RE: Science, faith, and theists
September 4, 2014 at 3:44 am
(This post was last modified: September 4, 2014 at 3:46 am by Michael.)
(September 3, 2014 at 3:36 pm)Natachan Wrote: A further rant/rantette.
Walking to diff equ class today I encountered this lovely gem of a preacher. I have video of him I am thinking of uploading. At he's standing in the middle of the campus between the library and the classroom building with a huge sign yelling at students that their education is empty and meaningless and that they need Jesus. No one is paying attention, and I'm the only one stopped.
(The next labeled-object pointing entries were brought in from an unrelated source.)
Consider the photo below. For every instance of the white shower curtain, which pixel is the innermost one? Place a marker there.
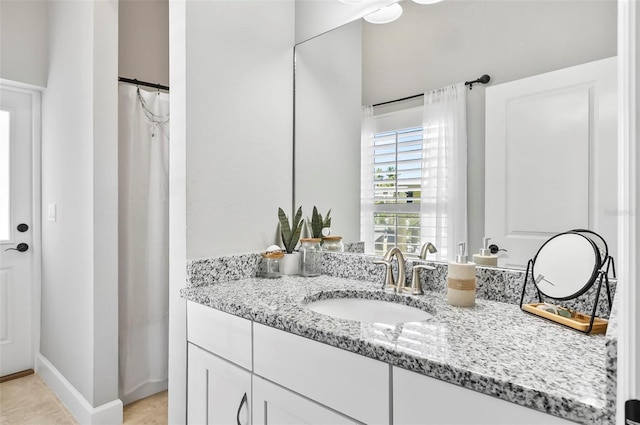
(443, 206)
(143, 242)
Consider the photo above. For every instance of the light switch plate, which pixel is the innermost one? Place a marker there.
(51, 212)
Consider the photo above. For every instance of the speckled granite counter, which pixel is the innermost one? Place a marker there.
(493, 348)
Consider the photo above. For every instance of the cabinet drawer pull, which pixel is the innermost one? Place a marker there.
(243, 401)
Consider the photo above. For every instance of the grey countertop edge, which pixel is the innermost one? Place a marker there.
(570, 409)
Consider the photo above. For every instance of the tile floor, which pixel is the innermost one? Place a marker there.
(28, 401)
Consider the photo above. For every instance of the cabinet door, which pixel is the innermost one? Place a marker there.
(419, 399)
(218, 392)
(274, 405)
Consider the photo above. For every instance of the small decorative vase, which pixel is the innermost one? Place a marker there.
(290, 264)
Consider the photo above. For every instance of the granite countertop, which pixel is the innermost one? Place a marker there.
(493, 348)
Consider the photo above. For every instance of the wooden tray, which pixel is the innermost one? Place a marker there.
(580, 321)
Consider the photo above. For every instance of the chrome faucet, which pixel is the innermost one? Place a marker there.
(396, 285)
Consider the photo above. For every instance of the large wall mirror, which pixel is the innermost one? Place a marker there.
(428, 47)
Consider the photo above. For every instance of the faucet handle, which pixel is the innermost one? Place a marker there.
(416, 285)
(389, 281)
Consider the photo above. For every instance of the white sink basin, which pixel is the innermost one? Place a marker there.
(369, 311)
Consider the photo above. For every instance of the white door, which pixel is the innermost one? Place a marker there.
(550, 155)
(16, 229)
(274, 405)
(218, 392)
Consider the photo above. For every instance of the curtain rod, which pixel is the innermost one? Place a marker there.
(143, 83)
(482, 80)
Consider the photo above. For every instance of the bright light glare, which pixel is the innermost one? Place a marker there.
(385, 15)
(5, 174)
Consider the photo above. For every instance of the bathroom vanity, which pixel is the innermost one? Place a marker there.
(257, 354)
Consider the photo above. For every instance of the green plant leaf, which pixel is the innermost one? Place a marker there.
(316, 223)
(327, 220)
(290, 234)
(285, 228)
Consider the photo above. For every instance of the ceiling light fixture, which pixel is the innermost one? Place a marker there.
(385, 15)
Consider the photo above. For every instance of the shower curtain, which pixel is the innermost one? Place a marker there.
(143, 242)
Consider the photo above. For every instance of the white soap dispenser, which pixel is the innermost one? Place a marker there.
(485, 257)
(461, 280)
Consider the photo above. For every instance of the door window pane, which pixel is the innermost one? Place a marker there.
(5, 175)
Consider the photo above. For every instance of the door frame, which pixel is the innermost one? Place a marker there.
(628, 205)
(36, 190)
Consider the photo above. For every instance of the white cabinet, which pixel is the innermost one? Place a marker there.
(419, 399)
(218, 392)
(354, 385)
(241, 372)
(274, 405)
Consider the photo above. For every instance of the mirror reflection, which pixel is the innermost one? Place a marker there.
(430, 47)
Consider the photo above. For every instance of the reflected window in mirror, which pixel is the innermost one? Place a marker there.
(396, 155)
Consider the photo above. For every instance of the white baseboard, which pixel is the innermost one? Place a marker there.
(106, 414)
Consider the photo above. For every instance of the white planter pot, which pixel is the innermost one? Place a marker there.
(290, 264)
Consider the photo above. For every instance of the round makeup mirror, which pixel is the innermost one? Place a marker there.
(566, 265)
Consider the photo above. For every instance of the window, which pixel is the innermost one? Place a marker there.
(392, 175)
(414, 174)
(397, 159)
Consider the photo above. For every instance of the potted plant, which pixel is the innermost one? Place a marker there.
(318, 223)
(290, 234)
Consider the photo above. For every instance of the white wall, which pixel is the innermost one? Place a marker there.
(143, 46)
(315, 17)
(239, 64)
(177, 213)
(23, 41)
(79, 174)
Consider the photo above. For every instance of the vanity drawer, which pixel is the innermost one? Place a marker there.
(351, 384)
(223, 334)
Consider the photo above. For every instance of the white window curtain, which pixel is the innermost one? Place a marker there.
(443, 206)
(143, 242)
(366, 184)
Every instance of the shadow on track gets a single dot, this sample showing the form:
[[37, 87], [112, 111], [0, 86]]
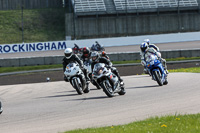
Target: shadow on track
[[142, 87]]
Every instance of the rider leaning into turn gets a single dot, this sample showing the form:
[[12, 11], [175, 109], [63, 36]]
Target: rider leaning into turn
[[86, 54], [97, 59], [145, 50], [70, 57], [104, 54]]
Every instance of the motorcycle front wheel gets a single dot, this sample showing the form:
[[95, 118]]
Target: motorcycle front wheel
[[123, 91], [77, 87], [158, 78], [107, 88]]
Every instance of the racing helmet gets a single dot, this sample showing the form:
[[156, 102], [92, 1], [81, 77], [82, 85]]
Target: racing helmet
[[103, 53], [95, 56], [68, 53], [143, 46], [147, 41], [86, 51]]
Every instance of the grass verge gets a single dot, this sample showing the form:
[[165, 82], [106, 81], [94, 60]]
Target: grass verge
[[165, 124], [38, 25], [27, 68]]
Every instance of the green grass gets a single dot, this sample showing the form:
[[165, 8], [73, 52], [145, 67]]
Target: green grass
[[165, 124], [192, 70], [39, 25], [28, 68]]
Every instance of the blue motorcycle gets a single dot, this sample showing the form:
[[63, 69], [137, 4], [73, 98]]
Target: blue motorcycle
[[156, 69]]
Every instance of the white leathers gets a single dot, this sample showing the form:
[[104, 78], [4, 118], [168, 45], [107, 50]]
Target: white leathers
[[145, 55]]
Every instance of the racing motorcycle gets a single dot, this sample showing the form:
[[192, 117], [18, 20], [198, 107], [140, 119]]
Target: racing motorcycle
[[107, 80], [156, 69], [77, 78], [97, 47], [1, 109], [76, 49], [87, 65]]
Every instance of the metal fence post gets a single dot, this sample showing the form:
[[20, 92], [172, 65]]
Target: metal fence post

This sort of attitude is rather distressing. The anti-intellectualism, the discounting of education, the spreading of woo, all while standing in front of the library. I do support his right to free speech, and since he's not selling anything he is permitted on campus, but the fact he's doing it on the grounds of the library, that he's using that spot to say that the education is useless and meaningless, bothers me.
You might want to remind him that the world's finest universities were nearly all started by Christians, and as Christian colleges of prayer and study. Colleges were usually started by monks (frequently Benedicitnes ), who had preserved knowledge through the 'dark ages'. And they didn't just preserve Christian thought; for example they preserved the writings of the Greek philosophers and poets, and collected and preserved the writings of Islamic mathematicians. A large part of the reason for the development of these libraries is that the Benedictine rule prevents individual ownership, but allows communal ownership. Books were therefore kept in common rather than in an individual's room (his 'cell'). This rule provided the seed of the monastic library and several monasteries became famous for their libraries (if you want to read some excellent fiction based on this then I can thoroughly recommend The Name of the Rose, a rather gruesome murder-mystery; made into an excellent film with Sean Connery)
It was also Christian scholars who gave this preacher his English bible. The King James Bible did not, contrary to some people's views, fall out of the sky leather-bound and with a thumb-index. It depended on a large number of scholars, particularly the great humanist Erasmus, who compiled the Greek text for the New Testament that would form the basis of Tyndale's translation into English (which makes up the large part of the KJV).
Mind you he might well be a person who doesn't think Benedictines and other great Christian scholars were/are real Christians, so perhaps it's not that good an idea.